The first fight sequence of the film doesn’t feature the brothers, though. It’s a random build-up, punctuated by Chulbul’s policechamchas saying nice things about him, as they drink tea on duty. Though he’s known as ‘Robin Hood Pandey’, most of the soundtrack is flicked off the Zorro series. Forgivable, methinks.
Oh, the music. So, poor Rahat Fateh Ali Khan sings his heart out in Dagabaaz Re, but so insipid is the movie that it’s accommodated in a sequence where Chulbul’s pacifying Rajjo after failing to show up for the husbandly duty of helping her pick a sari. But what do you expect from a film that features a song with lyrics like, “My darling and I were flying in a plane/ The plane catch a fire, and we fall in the drain”?
Having done an item number with his sister-in-law Malaika Arora Khan in the first edition, Salman now shakes a leg with the newly-crowned Begum of Pataudi, Kareena Kapoor. Producer Arbaaz Khan, who got sued for using the brand name “Zandu Balm” in Munni Badnaam Hui, has apparently signed a deal with adhesive brand Fevicol for using the word in Fevicol Se.
Some of the film’s 60-odd-crore rupee budget has been supplied by other brands that seem to ply their trade only in Uttar Pradesh. Chulbul gifts his foster father (Vinod Khanna) a tacky mobile phone, whose top feature is that one can listen to music on it. The in-film branding also accommodates a money-transfer portal I’ve never heard of. On the plus side, it gives a girl who will be dragged away from her wedding pandal her one happy line.
As for the intended hilarity in the film, the less said the better.
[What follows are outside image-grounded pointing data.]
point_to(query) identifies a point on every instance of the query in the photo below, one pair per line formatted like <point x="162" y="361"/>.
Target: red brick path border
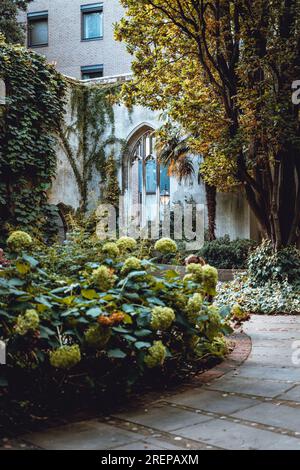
<point x="241" y="351"/>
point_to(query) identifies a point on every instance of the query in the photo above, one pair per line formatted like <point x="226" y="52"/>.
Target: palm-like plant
<point x="173" y="151"/>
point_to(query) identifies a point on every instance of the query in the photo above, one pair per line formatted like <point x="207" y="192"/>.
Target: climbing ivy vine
<point x="32" y="116"/>
<point x="89" y="133"/>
We can point and laugh at one man because he’s fat, and has pizza for lunch. We can point and laugh at another because he’s a dwarf, and a coward. We can point and laugh at yet another because he’s learning English, and comes up with lines like, “Country on deathbed, all kidney fail”. We can point and laugh at a widower who thinks a younger woman’s hitting on him. And if none of that amuses us, we can laugh when Pitaji says to Chulbul, “Teri ma ki...*pause*...tasveer kahan hai?”
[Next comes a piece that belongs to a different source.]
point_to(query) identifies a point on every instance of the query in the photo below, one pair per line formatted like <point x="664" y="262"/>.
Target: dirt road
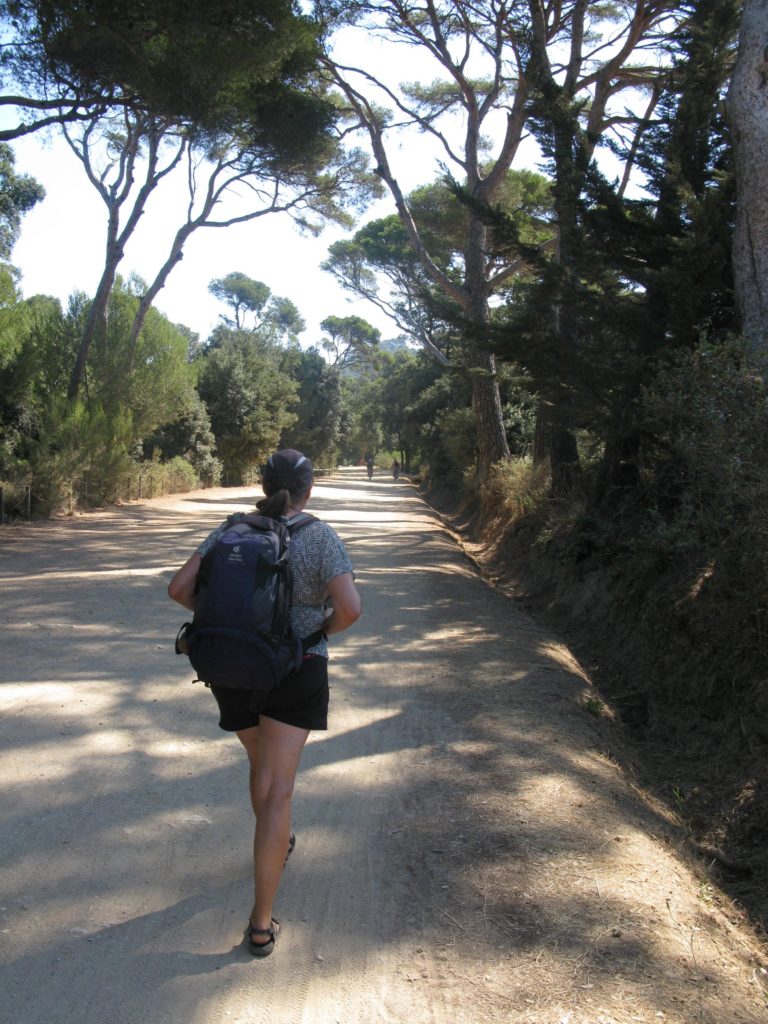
<point x="467" y="851"/>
The only thing I find funnier than Salman’s belief that he can dance is his confidence that he can act. In this film, he tries to cry several times. And he woos his wife by teaching her feminism – who says the cow belt’s ‘Bhaiyyas’ can’t be liberals, eh? Aside from this,Dabangg 2 consists almost entirely of slow-motion and fast-action sequences.
While Dabangg had at least a line or two we could laugh at, Dabangg 2 ensures our palms will be glued to our faces, Fevicol se.